There will also be a field that begins `// STAT: NETWORK-NETWORK SD =`. This is the symmetric
difference between the final network and the network from which the original triplets were drawn. This NETWORK-NETWORK SD statistic (see
the two COMMENT lines before it two obtain the two additive components of the SD) thus only makes sense when the original input was exactly equal to the
set of triplets in some network.

`--sample [probability]`

Each input triplet is thrown away with probability (1-[probability]). Again, STAT: NETWORK-NETWORK SD statistics are produced, and - again - we assume the input is equal to all triplets from some network.

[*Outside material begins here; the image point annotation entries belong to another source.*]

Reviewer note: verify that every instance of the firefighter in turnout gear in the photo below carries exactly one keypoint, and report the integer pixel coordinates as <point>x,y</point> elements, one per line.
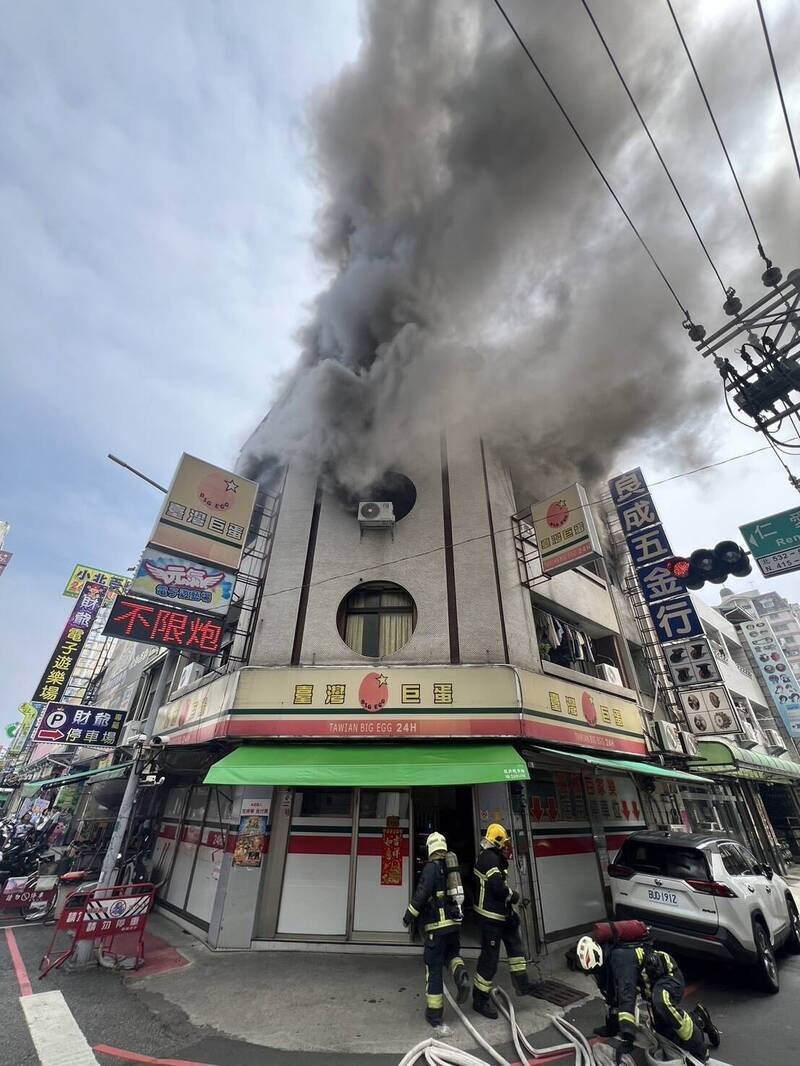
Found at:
<point>624,970</point>
<point>438,913</point>
<point>494,908</point>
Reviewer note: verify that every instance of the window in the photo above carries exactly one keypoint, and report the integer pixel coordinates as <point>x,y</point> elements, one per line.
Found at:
<point>686,863</point>
<point>377,618</point>
<point>734,860</point>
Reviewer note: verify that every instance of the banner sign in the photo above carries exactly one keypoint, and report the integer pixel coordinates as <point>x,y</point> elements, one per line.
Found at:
<point>207,513</point>
<point>392,855</point>
<point>774,542</point>
<point>69,724</point>
<point>670,606</point>
<point>143,620</point>
<point>777,673</point>
<point>175,579</point>
<point>64,658</point>
<point>565,532</point>
<point>111,582</point>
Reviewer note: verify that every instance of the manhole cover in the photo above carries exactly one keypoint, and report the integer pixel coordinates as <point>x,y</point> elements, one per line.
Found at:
<point>556,991</point>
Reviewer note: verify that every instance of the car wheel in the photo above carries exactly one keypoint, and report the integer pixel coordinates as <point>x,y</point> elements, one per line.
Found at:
<point>767,967</point>
<point>793,943</point>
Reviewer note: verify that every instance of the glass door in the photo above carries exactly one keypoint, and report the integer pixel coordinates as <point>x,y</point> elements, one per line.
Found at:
<point>314,900</point>
<point>380,887</point>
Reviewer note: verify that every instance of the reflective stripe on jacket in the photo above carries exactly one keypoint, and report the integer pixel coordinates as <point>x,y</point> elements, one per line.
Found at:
<point>429,901</point>
<point>491,871</point>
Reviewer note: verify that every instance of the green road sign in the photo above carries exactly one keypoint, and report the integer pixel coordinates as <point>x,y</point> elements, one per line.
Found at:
<point>777,535</point>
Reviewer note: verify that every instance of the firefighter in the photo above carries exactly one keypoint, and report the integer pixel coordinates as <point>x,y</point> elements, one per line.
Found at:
<point>440,915</point>
<point>622,970</point>
<point>494,907</point>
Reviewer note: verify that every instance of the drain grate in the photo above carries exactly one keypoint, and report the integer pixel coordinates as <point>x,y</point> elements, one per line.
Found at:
<point>558,992</point>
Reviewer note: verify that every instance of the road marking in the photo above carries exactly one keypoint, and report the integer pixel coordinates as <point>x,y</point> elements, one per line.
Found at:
<point>54,1032</point>
<point>25,985</point>
<point>134,1056</point>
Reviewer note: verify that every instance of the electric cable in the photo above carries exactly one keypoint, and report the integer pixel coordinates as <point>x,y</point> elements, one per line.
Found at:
<point>653,143</point>
<point>778,85</point>
<point>714,123</point>
<point>505,529</point>
<point>586,148</point>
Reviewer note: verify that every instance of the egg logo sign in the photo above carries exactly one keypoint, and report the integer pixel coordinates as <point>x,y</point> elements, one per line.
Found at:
<point>373,692</point>
<point>590,711</point>
<point>557,514</point>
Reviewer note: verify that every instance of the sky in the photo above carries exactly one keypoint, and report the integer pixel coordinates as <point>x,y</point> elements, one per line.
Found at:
<point>159,203</point>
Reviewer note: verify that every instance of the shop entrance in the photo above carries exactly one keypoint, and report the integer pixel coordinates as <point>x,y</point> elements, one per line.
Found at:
<point>449,810</point>
<point>342,862</point>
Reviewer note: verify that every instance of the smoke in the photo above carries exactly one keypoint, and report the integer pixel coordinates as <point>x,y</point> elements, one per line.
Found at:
<point>479,271</point>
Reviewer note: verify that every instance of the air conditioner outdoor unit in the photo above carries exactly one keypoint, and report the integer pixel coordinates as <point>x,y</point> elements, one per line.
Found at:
<point>190,674</point>
<point>377,515</point>
<point>669,737</point>
<point>773,741</point>
<point>689,742</point>
<point>609,674</point>
<point>749,737</point>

We also have several other programs available as part of the LEV1ATHAN package. The most important is NewickToTriplet, a parser written in JavaCC (the Java parser generator: this is something different to the Java compiler!) that converts collections of trees in newick format, to sets of triplets. It should be compiled in the same directory as LEV1ATHAN. We didn't write the actual Newick parser, we adapted the parser found here. On our system NewickToTriplet is built like this:

`
javacc NewickToTriplet.jj
javac NewickToTriplet.java
`

Alternatively download the already-compiled JAR file here; in this case it is not necessary
to use either `javacc` or `javac`.

To use it you need to pipe a text file, where each line is a tree in Newick format, into the standard input channel. For example,

`java NewickToTriplet < test1.tre`

Or, if you are using the JAR files:

In the generated triplet set a triplet has a weight equal to the number of input trees that it was consistent with,
unless the command-line option `--noweight` is specified. If this is specified then each output triplet will have weight 1.